После «Голубки» подошли двое:
— Нашу! С объявой!
Они всегда приходили втроём, крепко пили, иногда снимали девушек, но это случалось редко. Свободные тёлки у нас не тусовались — загород всё-таки. А так, большая часть времени тратилась у них на подшучивание и всякие розыгрыши третьего пария — надутого и, по-видимому, глупого. Наверное и возили его для этого.

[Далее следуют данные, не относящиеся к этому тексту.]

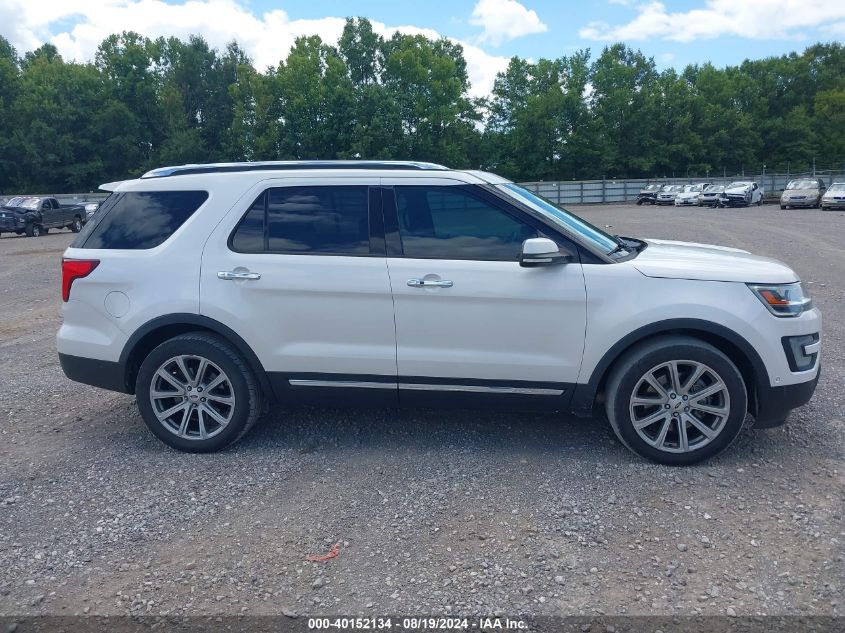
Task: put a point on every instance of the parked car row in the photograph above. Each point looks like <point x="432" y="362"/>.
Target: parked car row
<point x="834" y="198"/>
<point x="34" y="216"/>
<point x="735" y="194"/>
<point x="812" y="193"/>
<point x="801" y="192"/>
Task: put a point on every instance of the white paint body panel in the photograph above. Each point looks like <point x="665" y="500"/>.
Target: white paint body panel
<point x="621" y="300"/>
<point x="327" y="314"/>
<point x="705" y="262"/>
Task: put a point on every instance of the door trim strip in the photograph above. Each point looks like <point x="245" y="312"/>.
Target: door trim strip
<point x="295" y="382"/>
<point x="414" y="386"/>
<point x="528" y="391"/>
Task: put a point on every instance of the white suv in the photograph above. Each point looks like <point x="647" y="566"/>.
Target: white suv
<point x="212" y="291"/>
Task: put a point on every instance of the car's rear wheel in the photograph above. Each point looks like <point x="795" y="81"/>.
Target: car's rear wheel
<point x="676" y="400"/>
<point x="196" y="393"/>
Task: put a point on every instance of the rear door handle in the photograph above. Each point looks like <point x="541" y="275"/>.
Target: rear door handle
<point x="430" y="283"/>
<point x="231" y="275"/>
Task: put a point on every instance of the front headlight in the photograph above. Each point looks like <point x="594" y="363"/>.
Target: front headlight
<point x="783" y="300"/>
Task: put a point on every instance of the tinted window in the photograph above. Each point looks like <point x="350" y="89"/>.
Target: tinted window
<point x="331" y="220"/>
<point x="249" y="236"/>
<point x="139" y="220"/>
<point x="451" y="223"/>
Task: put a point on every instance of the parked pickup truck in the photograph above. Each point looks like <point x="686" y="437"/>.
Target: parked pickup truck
<point x="35" y="216"/>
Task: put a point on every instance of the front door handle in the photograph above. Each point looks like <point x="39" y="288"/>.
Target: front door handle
<point x="430" y="283"/>
<point x="231" y="275"/>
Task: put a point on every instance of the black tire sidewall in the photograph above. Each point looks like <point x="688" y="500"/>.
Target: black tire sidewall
<point x="701" y="353"/>
<point x="220" y="355"/>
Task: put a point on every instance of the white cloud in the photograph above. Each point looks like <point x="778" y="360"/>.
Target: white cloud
<point x="754" y="19"/>
<point x="505" y="20"/>
<point x="76" y="28"/>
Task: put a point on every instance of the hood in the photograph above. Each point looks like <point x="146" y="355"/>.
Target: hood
<point x="706" y="262"/>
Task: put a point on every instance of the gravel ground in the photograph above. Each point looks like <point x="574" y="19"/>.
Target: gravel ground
<point x="436" y="513"/>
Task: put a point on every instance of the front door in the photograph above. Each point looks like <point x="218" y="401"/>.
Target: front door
<point x="296" y="274"/>
<point x="469" y="319"/>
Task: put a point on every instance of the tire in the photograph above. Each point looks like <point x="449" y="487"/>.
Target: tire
<point x="237" y="399"/>
<point x="654" y="358"/>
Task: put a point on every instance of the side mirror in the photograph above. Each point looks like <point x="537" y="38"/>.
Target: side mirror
<point x="541" y="251"/>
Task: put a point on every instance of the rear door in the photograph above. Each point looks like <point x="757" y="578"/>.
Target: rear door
<point x="299" y="271"/>
<point x="470" y="321"/>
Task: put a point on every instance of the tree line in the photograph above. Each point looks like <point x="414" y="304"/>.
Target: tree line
<point x="141" y="103"/>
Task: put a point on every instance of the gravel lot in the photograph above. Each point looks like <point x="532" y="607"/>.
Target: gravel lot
<point x="436" y="513"/>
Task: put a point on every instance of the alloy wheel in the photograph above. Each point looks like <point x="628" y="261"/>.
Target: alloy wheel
<point x="680" y="406"/>
<point x="192" y="397"/>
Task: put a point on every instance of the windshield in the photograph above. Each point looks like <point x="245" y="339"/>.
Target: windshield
<point x="803" y="184"/>
<point x="30" y="203"/>
<point x="601" y="240"/>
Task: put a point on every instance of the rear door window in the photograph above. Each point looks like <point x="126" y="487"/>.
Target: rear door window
<point x="312" y="220"/>
<point x="139" y="220"/>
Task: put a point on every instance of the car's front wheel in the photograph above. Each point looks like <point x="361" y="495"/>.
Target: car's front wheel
<point x="676" y="400"/>
<point x="196" y="393"/>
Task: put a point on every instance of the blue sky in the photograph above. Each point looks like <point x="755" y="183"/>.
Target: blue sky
<point x="675" y="33"/>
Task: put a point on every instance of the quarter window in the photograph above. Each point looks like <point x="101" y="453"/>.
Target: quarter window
<point x="448" y="222"/>
<point x="139" y="219"/>
<point x="330" y="220"/>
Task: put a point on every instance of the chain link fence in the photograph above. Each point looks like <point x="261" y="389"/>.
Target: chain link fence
<point x="625" y="190"/>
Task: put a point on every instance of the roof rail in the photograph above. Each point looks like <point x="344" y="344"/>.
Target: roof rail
<point x="286" y="165"/>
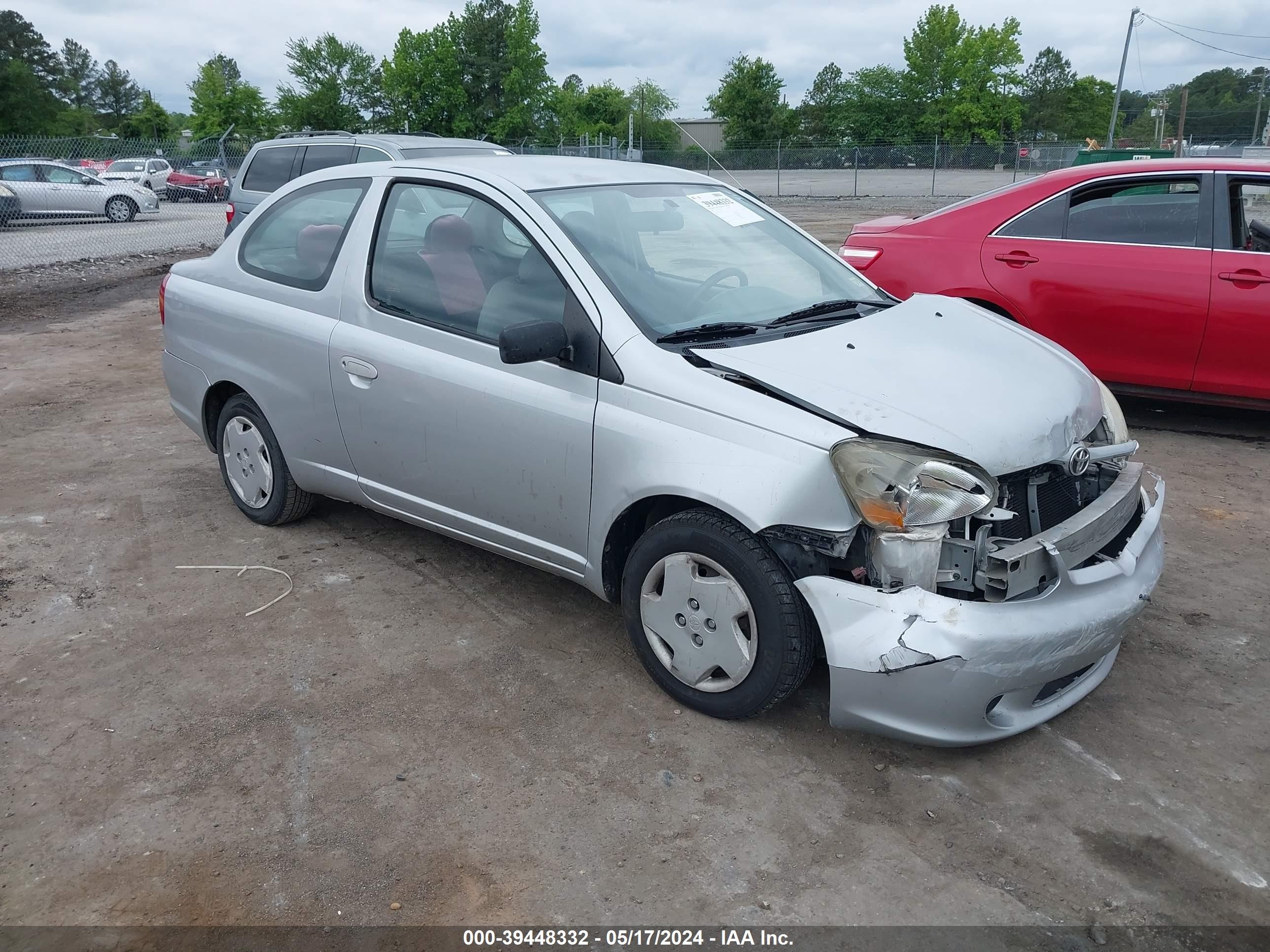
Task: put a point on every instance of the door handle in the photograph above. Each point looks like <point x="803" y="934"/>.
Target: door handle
<point x="358" y="369"/>
<point x="1017" y="259"/>
<point x="1245" y="277"/>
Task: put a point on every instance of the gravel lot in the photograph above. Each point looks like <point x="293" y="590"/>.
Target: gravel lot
<point x="171" y="762"/>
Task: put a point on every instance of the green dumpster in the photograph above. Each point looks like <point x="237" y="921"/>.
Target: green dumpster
<point x="1117" y="155"/>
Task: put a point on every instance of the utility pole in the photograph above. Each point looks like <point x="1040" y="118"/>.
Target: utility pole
<point x="1256" y="120"/>
<point x="1119" y="83"/>
<point x="1181" y="124"/>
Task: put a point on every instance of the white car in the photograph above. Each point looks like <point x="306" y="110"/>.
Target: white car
<point x="148" y="173"/>
<point x="51" y="191"/>
<point x="648" y="382"/>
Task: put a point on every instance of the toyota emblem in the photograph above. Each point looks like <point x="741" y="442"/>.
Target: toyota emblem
<point x="1079" y="460"/>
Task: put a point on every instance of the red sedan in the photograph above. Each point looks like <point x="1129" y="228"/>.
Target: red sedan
<point x="1155" y="273"/>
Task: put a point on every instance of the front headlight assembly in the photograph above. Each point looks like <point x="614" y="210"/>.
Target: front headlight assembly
<point x="1113" y="417"/>
<point x="897" y="486"/>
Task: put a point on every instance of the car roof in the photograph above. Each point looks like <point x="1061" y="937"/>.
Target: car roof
<point x="1151" y="167"/>
<point x="399" y="141"/>
<point x="532" y="173"/>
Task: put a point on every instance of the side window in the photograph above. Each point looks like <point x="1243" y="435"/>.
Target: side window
<point x="271" y="169"/>
<point x="1139" y="211"/>
<point x="298" y="240"/>
<point x="1043" y="221"/>
<point x="18" y="173"/>
<point x="1250" y="215"/>
<point x="60" y="175"/>
<point x="448" y="258"/>
<point x="325" y="157"/>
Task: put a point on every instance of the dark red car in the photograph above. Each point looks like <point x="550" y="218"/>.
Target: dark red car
<point x="202" y="183"/>
<point x="1155" y="273"/>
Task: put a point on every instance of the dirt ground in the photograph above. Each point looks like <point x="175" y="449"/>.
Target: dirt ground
<point x="426" y="724"/>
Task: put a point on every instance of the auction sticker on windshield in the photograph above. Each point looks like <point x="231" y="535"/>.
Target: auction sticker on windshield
<point x="726" y="207"/>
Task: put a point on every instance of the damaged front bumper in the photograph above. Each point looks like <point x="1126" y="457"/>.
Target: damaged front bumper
<point x="931" y="669"/>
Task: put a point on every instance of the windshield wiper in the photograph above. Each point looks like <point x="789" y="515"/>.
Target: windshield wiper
<point x="826" y="310"/>
<point x="704" y="332"/>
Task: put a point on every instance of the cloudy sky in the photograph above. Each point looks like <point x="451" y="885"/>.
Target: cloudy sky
<point x="684" y="46"/>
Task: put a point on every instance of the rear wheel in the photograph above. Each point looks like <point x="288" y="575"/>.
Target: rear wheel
<point x="714" y="616"/>
<point x="121" y="210"/>
<point x="254" y="469"/>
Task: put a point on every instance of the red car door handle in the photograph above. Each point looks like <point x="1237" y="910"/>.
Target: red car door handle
<point x="1245" y="277"/>
<point x="1017" y="259"/>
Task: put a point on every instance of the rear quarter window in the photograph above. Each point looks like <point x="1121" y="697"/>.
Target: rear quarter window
<point x="271" y="169"/>
<point x="298" y="240"/>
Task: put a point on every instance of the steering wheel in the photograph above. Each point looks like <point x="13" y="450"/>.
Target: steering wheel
<point x="709" y="283"/>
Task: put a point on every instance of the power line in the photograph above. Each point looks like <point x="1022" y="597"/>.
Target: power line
<point x="1231" y="52"/>
<point x="1200" y="30"/>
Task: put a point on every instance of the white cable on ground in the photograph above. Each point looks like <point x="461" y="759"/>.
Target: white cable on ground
<point x="243" y="569"/>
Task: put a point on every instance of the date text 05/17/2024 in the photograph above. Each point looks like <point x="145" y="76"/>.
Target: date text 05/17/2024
<point x="624" y="938"/>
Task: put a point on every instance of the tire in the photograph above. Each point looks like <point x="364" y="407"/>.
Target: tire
<point x="779" y="634"/>
<point x="262" y="488"/>
<point x="121" y="210"/>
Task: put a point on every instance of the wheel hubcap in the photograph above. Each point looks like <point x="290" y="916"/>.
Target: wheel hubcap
<point x="699" y="622"/>
<point x="247" y="462"/>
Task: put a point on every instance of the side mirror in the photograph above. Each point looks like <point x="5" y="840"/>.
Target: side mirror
<point x="532" y="340"/>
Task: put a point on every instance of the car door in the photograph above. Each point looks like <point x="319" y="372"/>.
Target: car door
<point x="439" y="428"/>
<point x="69" y="195"/>
<point x="1117" y="271"/>
<point x="1234" y="360"/>
<point x="27" y="184"/>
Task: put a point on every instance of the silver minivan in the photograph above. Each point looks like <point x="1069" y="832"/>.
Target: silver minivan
<point x="647" y="381"/>
<point x="272" y="164"/>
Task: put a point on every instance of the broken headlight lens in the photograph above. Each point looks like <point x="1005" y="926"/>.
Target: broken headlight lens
<point x="1113" y="417"/>
<point x="897" y="486"/>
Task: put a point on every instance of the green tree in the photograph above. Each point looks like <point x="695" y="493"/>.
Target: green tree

Гриша принял чирик и привычно объявил:
— Друзья выражают соболезнование своему кенту Грибу по поводу неудачной операции по вживлению царя в голову. Для дорогого Гриба звучит композиция «Каким ты был, таким ты и остался!».
И мы заиграли.
Те двое грибных дружков как всегда заржали, а сам предмет «тихой охоты», чтоб сделать им приятное, сделал вид, что ему неприятно. Может быть, он и не был таким уж глупым, каким они его считали.
Потом «для постоянных клиентов Зямы и Толи» мы сыграли целое попурри из песен: «Журавли», «Широка страна моя родная» и магомаевской «Мы на чёртовом катались колесе». Во всех этих произведениях нами обыгрывался двойной смысл правильных в общем-то слов. Если бы дело происходило в тридцатые годы, а в органах работали бы такие же остроумные люди, как мы, то паре маститых поэтов, написавших эти шлягеры, как пить дать засветилось бы по пятнахе лесоповала плюс пятёра «по рогам».